Vacalis v. LowryAnnotate this Case
184 So. 2d 345 (1966)
C. E. VACALIS et al. v. Alston Y. LOWRY et al.
1 Div. 261.
Supreme Court of Alabama.
March 17, 1966.
*346 Simon & Wood, Mobile, for appellants.
M. A. Marsal and Howell, Johnston & Langford, Mobile, for appellees.
Appellants, complainants below, filed their bill in the Circuit Court of Mobile County, in Equity, against appellees, wherein they prayed that the court on final hearing liquidate the assets and business of the respondent American Foods, Inc. The bill also prayed for the appointment of a receiver pending a final hearing.

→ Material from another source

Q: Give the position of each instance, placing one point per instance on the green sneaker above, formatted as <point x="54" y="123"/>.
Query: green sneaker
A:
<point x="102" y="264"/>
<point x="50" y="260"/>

Appellees' demurrer to the bill was sustained, the appellants being given ten days in which to amend. Appellees where later given twenty additional days within which to amend. Within the twenty days, appellants filed a motion "for a final decree to dismiss without prejudice." This motion was granted and the court decreed that "the above styled cause be and the same hereby is dismissed without prejudice."

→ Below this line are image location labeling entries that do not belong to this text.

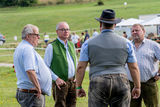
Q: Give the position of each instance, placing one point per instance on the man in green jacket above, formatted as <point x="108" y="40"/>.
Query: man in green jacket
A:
<point x="60" y="56"/>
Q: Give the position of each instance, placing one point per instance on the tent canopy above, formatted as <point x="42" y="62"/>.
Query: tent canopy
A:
<point x="155" y="21"/>
<point x="129" y="22"/>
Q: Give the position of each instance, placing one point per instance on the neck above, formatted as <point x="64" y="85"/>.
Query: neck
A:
<point x="137" y="43"/>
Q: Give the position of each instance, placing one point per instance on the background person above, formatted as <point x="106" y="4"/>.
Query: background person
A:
<point x="124" y="34"/>
<point x="148" y="54"/>
<point x="46" y="38"/>
<point x="75" y="38"/>
<point x="86" y="35"/>
<point x="95" y="33"/>
<point x="109" y="85"/>
<point x="60" y="56"/>
<point x="33" y="76"/>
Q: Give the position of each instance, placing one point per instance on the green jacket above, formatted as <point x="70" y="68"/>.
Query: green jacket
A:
<point x="59" y="64"/>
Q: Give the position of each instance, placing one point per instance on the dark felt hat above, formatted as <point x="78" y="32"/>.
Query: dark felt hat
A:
<point x="108" y="16"/>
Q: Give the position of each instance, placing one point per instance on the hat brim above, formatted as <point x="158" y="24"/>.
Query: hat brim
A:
<point x="115" y="21"/>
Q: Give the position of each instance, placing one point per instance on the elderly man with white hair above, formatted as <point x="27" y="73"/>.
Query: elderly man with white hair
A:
<point x="33" y="76"/>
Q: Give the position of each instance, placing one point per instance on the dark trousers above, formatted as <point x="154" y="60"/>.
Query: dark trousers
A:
<point x="109" y="90"/>
<point x="66" y="97"/>
<point x="30" y="99"/>
<point x="149" y="94"/>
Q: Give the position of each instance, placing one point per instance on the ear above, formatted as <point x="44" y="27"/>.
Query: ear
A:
<point x="100" y="26"/>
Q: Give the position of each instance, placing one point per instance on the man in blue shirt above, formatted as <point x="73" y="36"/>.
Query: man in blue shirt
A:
<point x="107" y="54"/>
<point x="148" y="56"/>
<point x="33" y="76"/>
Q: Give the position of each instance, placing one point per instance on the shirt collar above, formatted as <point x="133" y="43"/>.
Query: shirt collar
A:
<point x="26" y="42"/>
<point x="142" y="41"/>
<point x="107" y="30"/>
<point x="62" y="41"/>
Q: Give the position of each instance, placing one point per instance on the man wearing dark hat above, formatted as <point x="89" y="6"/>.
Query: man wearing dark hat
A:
<point x="107" y="54"/>
<point x="86" y="35"/>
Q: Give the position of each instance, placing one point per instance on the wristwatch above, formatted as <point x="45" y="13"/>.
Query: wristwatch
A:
<point x="158" y="74"/>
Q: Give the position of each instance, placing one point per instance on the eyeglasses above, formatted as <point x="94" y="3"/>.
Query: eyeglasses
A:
<point x="34" y="34"/>
<point x="64" y="30"/>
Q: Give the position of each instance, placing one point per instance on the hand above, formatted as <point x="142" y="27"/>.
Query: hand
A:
<point x="81" y="92"/>
<point x="60" y="82"/>
<point x="136" y="92"/>
<point x="156" y="77"/>
<point x="38" y="94"/>
<point x="74" y="80"/>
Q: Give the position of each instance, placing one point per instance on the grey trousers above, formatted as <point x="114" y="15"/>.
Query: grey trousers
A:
<point x="109" y="90"/>
<point x="30" y="99"/>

From that decree the complainants below seek to appeal.
The cause was submitted here on the merits on brief and argument of appellants. Appellees did not argue the case or file a brief prior to submission.
After submission appellees filed a motion to dismiss the appeal on the following grounds:"1. For that the record fails to reveal in this case any final appealable judgment. "2. For that the record fails to reveal in this case that the bill in question was dismissed due to any adverse ruling by the court, but to the contrary the record shows that the appeal was dismissed on motion of the Complainants. "3. For that there is nothing for the Court to review in that the record shows the case was dismissed without prejudice on motion of Appellants."
Briefs have been filed by appellees in support of their motion and appellants have responded with a brief wherein it is asserted that "the Motion to Dismiss the appeal being made after appellants had filed their brief and after the cause had been submitted comes too late for consideration and should be disregarded." As pointed out in brief of appellants, we have cases wherein we have refused to consider a motion to dismiss an appeal because filed after submission. Twin Tree Lumber Co. v. Day, 181 Ala. 565, 61 So. 914; Gibson v. Farmers' Bank, 218 Ala. 554, 119 So. 664. See Ehrmann Mfg. Co. v. Carroll & Sons, 22 Ala.App. 217, 114 So. 275; Walker v. Harris, 235 Ala. 384, 179 So. 213.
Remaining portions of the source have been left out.